NEW YORK/LONDON (dpa-AFX) - Die Ölpreise haben sich am Mittwoch etwas zugelegt. Ein Barrel (159 Liter) der Nordseesorte Brent zur Lieferung im April kostete 71,10 US-Dollar. Das waren 33 Cent mehr als am Vortag. Der Preis für US-Öl der Sorte West Texas Intermediate (WTI) stieg um 34 Cent auf 65,97 Dollar (Dollarkurs).
Die Ölpreise stabilisierten sich in der laufenden Woche in der Nähe der Marke von 70 Dollar. Damit wurden die deutlichen Kursaufschläge der Vorwoche gehalten. Im Blick der Märkte bleibt der Konflikt zwischen dem Iran und den USA. US-Präsident Donald Trump behauptete in seiner Rede zur Lage der Nation, dass der Iran daran arbeite, sein Atomprogramm wieder aufzunehmen. Dies bestärkte die Erwartungen, dass es zu einem militärischen Eingreifen der USA kommen könne. Die Ölpreise haben seit Jahresbeginn von der gestiegenen Unsicherheit profitiert.

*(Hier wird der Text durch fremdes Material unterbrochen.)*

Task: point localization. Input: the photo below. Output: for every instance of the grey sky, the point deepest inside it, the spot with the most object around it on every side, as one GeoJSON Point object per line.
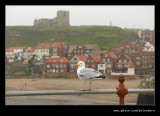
{"type": "Point", "coordinates": [122, 16]}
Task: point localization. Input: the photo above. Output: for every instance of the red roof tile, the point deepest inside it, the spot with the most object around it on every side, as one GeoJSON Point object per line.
{"type": "Point", "coordinates": [131, 65]}
{"type": "Point", "coordinates": [112, 55]}
{"type": "Point", "coordinates": [57, 59]}
{"type": "Point", "coordinates": [95, 58]}
{"type": "Point", "coordinates": [10, 49]}
{"type": "Point", "coordinates": [82, 58]}
{"type": "Point", "coordinates": [127, 57]}
{"type": "Point", "coordinates": [141, 47]}
{"type": "Point", "coordinates": [103, 52]}
{"type": "Point", "coordinates": [123, 63]}
{"type": "Point", "coordinates": [51, 45]}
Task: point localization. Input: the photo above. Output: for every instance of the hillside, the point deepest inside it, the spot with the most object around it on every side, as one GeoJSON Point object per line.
{"type": "Point", "coordinates": [104, 36]}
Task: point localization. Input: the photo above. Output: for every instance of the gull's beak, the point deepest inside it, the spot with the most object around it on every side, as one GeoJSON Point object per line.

Die Vereinigten Staaten wollen an diesem Donnerstag US-Regierungskreisen zufolge mit dem Iran in Genf verhandeln. Sollte es zu einer Einigung kommen, könnte der Iran mehr Erdöl exportierten, wodurch das Angebot auf dem Weltmarkt steigen und der Ölpreis entsprechend sinken dürfte. Allerdings könnte der Konflikt auch eskalieren.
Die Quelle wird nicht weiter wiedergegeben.